Gender gap in governor’s race driving messages

Stars of Burke, Walker political TV ads discuss supporting candidates
Gender gap in governor’s race driving messages

A distinct divide has developed in the race for governor this year, and it isn’t just between Republicans and Democrats.

In an east side Madison warehouse, Clare and Matt Stoner Fehsenfeld’s attention is largely on the business of bottling at their company, Quince & Apple.

“We do artisan preserves and drink syrups, and everything we make here in house, label it, manufacture it, ship it,” Matt Stoner Fehsenfeld said.

But the couple has been paying close attention to the race for governor too, in support of Mary Burke.

“She’s smart, she’s thoughtful, she has the best will of the state at heart,” said Clare Stoner Fehsenfeld.
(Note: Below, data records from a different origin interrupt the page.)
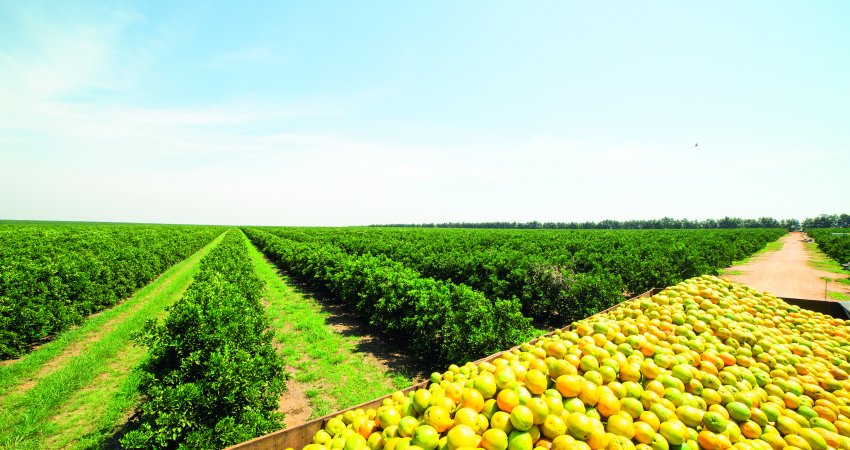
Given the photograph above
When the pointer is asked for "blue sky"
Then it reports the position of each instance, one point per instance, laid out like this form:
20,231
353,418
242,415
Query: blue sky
347,113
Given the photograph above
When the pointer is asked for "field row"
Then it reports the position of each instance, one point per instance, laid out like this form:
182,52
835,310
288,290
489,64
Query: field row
557,276
227,323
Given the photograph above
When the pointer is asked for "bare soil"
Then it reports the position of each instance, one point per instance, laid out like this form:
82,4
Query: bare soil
294,403
786,272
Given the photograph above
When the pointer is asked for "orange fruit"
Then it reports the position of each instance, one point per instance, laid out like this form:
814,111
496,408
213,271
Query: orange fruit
579,426
644,432
607,403
437,417
539,409
494,439
621,425
507,399
569,385
708,440
536,381
553,426
462,436
502,421
485,383
522,418
674,431
426,437
473,399
520,440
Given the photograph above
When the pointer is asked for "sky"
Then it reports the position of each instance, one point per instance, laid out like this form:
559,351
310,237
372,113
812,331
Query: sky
355,113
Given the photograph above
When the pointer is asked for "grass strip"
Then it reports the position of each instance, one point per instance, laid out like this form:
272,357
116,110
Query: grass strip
337,375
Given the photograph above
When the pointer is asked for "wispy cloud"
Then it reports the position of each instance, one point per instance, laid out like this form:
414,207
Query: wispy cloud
250,55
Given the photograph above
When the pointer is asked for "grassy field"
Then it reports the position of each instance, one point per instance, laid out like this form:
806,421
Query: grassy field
79,390
325,365
769,247
819,260
76,391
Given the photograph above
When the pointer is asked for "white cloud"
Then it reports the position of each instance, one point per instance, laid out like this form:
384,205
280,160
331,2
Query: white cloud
249,55
64,156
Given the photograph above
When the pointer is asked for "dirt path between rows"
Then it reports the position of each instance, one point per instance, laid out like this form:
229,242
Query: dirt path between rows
786,272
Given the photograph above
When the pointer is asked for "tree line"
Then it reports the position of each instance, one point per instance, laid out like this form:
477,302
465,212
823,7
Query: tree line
822,221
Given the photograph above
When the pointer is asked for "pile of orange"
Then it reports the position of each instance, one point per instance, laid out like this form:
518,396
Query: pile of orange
706,364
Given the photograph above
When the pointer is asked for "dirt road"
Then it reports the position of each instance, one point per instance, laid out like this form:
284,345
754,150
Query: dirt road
786,272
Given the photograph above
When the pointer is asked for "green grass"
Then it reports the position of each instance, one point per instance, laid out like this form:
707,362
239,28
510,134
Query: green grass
840,296
774,246
335,373
731,272
821,261
72,392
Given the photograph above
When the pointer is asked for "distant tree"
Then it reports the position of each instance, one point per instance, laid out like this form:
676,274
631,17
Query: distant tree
790,224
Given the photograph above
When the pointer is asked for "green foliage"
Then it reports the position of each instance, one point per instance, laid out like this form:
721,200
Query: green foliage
436,319
53,276
558,276
212,377
835,242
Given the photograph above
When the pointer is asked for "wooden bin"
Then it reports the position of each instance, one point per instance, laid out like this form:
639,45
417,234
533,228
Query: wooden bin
301,435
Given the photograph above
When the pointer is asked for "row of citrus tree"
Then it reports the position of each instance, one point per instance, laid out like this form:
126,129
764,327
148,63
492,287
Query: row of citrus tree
212,377
436,320
835,242
53,275
558,276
Miles away at Blackhawk Technical College in Janesville, Teri Jendusa-Nicolai shared a personal story of domestic violence with the crowd of young and old.

“That’s probably what makes me most angry,” Jendusa-Nicolai told the crowd. “It’s so selfish what he did.”

But her thoughts lately haven’t been far from the election either.

“I have a lot of respect for our governor,” Jendusa-Nicolai said. “I think a lot of people think that there’s a war on women and I don’t believe that at all.”

The Stoner Fehsenfelds and Jendusa-Nicolai would like to be known for their day jobs. But you may recognize their stories from political ads that have been running during this election season.

“I fought to stay alive for my other two children,” Jendusa-Nicolai said in her ad, after sharing a story of being beaten and nearly killed by her husband. “Today I am fighting for Scott Walker.”

“We were just trying to figure out how to make our business grow,” Matt Stoner Fehsenfeld said in the ad, sitting with Clare and showing pictures of their business. “That’s where Mary Burke came in.”

Each of the ads uses a personal story to connect with a specific subset of voters. And the messages are intentional.

Consider the most recent Marquette Law School poll numbers: Among women, Democratic challenger Mary Burke leads Scott Walker 54 to 40 percent. But among men, Walker leads Burke 62 to 34 percent, with a 28-point gap.

“Burke is solidly winning among women but Walker is doing exceptionally well among men,” poll director Charles Franklin said.

Franklin said that’s in part because of partisanship. Men tend to identify more with Republicans and women with Democrats. But it’s not that simple. News items, current proposals and yes, ads can all have an effect.

“I certainly think that you could see the latest Walker ad on abortion as one that’s trying to cut into any advantage that Burke has among women,” Franklin said.

Walker began running an ad last week featuring him directing comments directly to the camera and speaking about a piece of legislation related to abortions.

“The bill leaves the final decision to a woman and her doctor,” Walker said.

“Certainly the emphasis on jobs and employment issues, those are issues that affect men and women strongly,” Franklin said.

Burke has recently been running an ad where she speaks to voters as well.

“As governor I’m going to take the best ideas wherever I can find them,” Burke said.

So do these ads really affect the people they’re intended to? News 3 asked UW political science professor Kathy Cramer, who studies voter decision-making.

“Most people don’t consciously calculate, ‘I want to vote for a man or I want to vote for a woman,'” Cramer said. “But I think it does operate at somewhat of a subconscious level at, ‘Which of these candidates is going to understand the concerns of people like me?'”

And as it turns out, that’s exactly the message that the stars of the political TV ads are trying to get across.

“I think if women thought before that there’s this war on women and (Walker) doesn’t care about them and his policies are bad for them, I think this will open their eyes to what he has been doing and let them know he’s in our corner,” Teri Jendusa-Nicolai said.

“When you have a close relationship with someone and know them really well, I don’t think about Mary as the female governor candidate,” Matt Stoner Fehsenfeld said. “I think about Mary as someone I know and trust and really believe in running for governor.”

For some perspective on how unusual these gender gap numbers are, Franklin said in the 2012 race between Tommy Thompson and Tammy Baldwin, the gender gap numbers went as high as 16 to 19 points, but never above 20. He said it’s likely those numbers change again.

A new Marquette poll is expected on Wednesday.